Forest Kingfisher at Lake Broadwater

Post by Rod Hobson » Sat Sep 04, 2010 8:52 am


Last Tuesday (August 31st.) I travelled out to Lake Broadwater Conservation Park near Dalby SEQ to establish some waterbird/wader survey and monitoring plots for some upcoming and ongoing work on these birds there. I was accompanied by local Dalby birder and friend Malcolm Wilson on the day. During the course of the morning Malcolm mentioned that he'd seen a Forest Kingfisher there on the previous weekend. I was intrigued by this very western record for this bird but didn't doubt Malcolm's identification knowing full well of his birding skills.

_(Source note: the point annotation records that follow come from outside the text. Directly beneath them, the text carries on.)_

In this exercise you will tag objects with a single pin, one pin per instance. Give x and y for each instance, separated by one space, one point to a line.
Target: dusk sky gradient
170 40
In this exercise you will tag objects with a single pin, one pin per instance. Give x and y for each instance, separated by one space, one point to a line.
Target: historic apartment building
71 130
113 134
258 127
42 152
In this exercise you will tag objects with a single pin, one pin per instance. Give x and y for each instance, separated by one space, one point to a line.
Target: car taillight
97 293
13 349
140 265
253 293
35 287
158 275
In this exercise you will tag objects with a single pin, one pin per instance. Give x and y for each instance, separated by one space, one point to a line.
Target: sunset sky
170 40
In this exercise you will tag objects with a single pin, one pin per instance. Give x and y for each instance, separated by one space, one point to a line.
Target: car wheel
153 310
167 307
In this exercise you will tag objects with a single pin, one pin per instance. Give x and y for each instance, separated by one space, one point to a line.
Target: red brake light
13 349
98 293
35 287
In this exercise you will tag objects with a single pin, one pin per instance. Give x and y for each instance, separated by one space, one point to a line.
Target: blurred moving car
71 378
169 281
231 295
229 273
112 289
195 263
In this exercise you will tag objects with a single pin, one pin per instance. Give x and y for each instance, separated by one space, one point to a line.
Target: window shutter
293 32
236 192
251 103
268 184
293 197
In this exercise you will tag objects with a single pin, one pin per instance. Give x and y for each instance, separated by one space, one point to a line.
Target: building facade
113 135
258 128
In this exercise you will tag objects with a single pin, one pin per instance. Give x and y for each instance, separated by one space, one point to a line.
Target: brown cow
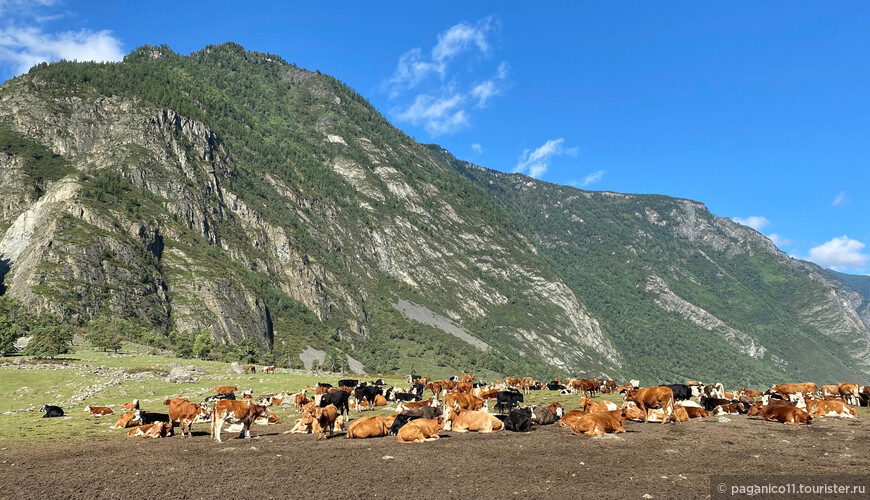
325 420
459 420
591 406
593 424
155 430
420 430
834 408
570 417
186 413
463 401
849 392
790 415
368 427
99 411
130 405
129 419
653 397
234 412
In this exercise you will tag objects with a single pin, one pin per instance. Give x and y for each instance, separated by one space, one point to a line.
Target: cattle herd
461 405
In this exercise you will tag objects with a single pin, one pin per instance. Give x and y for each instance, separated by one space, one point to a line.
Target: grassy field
97 378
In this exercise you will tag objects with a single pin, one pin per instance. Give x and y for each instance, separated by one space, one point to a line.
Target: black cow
337 398
348 383
221 396
682 392
400 422
710 404
519 420
506 400
406 396
543 416
555 386
424 411
149 417
51 411
368 393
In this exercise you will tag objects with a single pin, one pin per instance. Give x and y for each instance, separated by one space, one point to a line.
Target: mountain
231 193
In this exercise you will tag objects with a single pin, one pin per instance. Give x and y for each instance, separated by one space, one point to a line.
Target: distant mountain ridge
230 191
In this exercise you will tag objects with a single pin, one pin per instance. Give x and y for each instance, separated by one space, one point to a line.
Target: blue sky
759 110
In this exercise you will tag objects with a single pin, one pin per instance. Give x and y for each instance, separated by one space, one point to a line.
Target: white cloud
24 47
461 37
486 89
592 178
426 74
840 253
536 162
778 240
755 222
438 115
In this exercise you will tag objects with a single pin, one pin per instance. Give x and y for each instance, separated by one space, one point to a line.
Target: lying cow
790 415
593 424
155 430
98 411
420 430
51 411
469 420
367 427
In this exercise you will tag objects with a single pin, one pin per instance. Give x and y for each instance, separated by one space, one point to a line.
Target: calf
99 411
130 405
420 430
51 411
682 392
220 397
234 412
369 393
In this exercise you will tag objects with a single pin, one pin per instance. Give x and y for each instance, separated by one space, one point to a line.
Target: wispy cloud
756 222
778 240
27 43
440 100
439 115
535 163
840 253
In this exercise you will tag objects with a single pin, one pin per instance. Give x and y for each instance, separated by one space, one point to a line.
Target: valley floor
663 461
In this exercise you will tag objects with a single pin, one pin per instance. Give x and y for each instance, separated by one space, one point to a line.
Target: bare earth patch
663 461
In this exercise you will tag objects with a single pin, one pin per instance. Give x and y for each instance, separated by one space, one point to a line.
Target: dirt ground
663 461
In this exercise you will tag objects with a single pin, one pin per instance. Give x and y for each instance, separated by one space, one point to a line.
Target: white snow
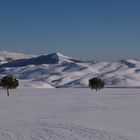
57 70
70 114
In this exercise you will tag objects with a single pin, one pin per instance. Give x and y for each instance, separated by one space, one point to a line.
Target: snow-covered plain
70 114
58 70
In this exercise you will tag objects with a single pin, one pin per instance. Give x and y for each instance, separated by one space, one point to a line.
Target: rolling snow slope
57 70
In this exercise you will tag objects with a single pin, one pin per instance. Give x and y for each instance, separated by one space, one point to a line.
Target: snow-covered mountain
57 70
6 57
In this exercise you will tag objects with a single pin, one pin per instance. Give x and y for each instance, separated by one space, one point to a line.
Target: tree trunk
7 91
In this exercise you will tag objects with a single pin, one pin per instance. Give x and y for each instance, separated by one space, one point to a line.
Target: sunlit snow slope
57 70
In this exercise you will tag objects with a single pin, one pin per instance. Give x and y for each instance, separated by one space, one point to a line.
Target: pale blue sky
97 29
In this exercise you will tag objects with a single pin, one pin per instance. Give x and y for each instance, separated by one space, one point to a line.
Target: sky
86 29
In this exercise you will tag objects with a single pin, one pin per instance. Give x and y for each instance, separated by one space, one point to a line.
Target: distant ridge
57 70
54 58
6 56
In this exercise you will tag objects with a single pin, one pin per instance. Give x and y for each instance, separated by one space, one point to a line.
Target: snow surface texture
57 70
70 114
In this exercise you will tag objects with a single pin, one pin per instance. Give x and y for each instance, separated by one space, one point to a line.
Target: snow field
70 114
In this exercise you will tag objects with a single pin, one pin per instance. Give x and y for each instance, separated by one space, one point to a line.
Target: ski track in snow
56 131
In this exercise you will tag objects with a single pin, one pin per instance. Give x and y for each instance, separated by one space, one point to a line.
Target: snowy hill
10 56
57 70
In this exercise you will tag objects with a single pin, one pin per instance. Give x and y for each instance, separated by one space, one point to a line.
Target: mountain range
57 70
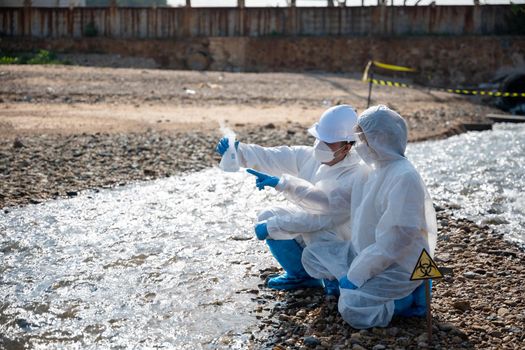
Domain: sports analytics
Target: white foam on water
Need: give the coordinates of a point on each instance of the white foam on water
(151, 264)
(160, 264)
(482, 172)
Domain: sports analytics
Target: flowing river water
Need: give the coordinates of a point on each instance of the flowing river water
(173, 264)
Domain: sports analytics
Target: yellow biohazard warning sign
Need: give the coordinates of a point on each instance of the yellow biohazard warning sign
(425, 268)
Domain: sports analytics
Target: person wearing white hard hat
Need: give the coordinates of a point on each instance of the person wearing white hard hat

At around midday we were having lunch in the Lake Broadwater Natural History Association's buiding when we were very fortunate in seeing this bird 'on the very same branch' where Malcolm had originally found the animal last weekend. We spent several hours in this area after lunch during which the Forest Kingfisher was regularly seen. I was very happy with this find, as I've never seen this bird west of Toowoomba before. Malcolm, who has regularly birdwatched Lake Broadwater for many, many years said that this was only his second record of this bird for the lake.

I was also pleased to find about five or six of the carnivorous plant Drosera indica flourishing on the mud shores of the lake near to where we found the Forest Kingfisher. All of these plants were about to flower. Drosera indica is one of three sundew species known from Lake Broadwater Conservation Park. Drosera burmanni and Drosera auriculata are the others. Great little plants.

Birdlife was abundant on this day on the lake and in the surrounding bushland. This is a list of species seen this day:

Black Swan (nesting and with cygnets)
Australasian Grebe
Torresian Crow
Restless Flycatcher
Australian Pelican (x about 30)
Australian Magpie
White-breasted Woodswallow
Grass Whistling-Duck
Gull-billed Tern (x 5 including two juveniles)
Striated Pardalote (nesting in tree hollow)
Striped Honeyeater
Masked Lapwing
Great Egret
Pacific Black Duck
Grey Teal
Red-rumped Parrot
Sulphur-crested Cockatoo
Black-fronted Dotterel (x3)
Little Black Cormorant
Great Cormorant
Little Pied Cormorant
Red-winged Parrot
Noisy Miner
Little Corella
Laughing Kookaburra
Scaly-breasted Lorikeet (nesting)
Australian Reed Warbler
Whistling Kite (x2)
Royal Spoonbill
Willie Wagtail
Yellow-billed Spoonbill
White-faced Heron
Black-faced Cuckoo-shrike
Forest Kingfisher (x 1)
Black-winged Stilt
Little Egret
Sacred Kingfisher (x 1)
Pied Currawong
Rufous Whistler
Grey Shrike-thrush
Grey Fantail
Eastern Yellow Robin
Chestnut-rumped Thornbill
Common Bronzewing
Golden Whistler
Rainbow Bee-eater
Brown Honeyeater
White-throated Gerygone (nesting)
Spiny-cheeked Honeyeater
Grey Butcherbird
Yellow-faced Honeyeater
Double-barred Finch


Eastern Grey Kangaroo
Spotted Monitor (Varanus panoptes)


Mosquitofish (Gambusia holbrooki), which was abundant in the shallows, unfortunately.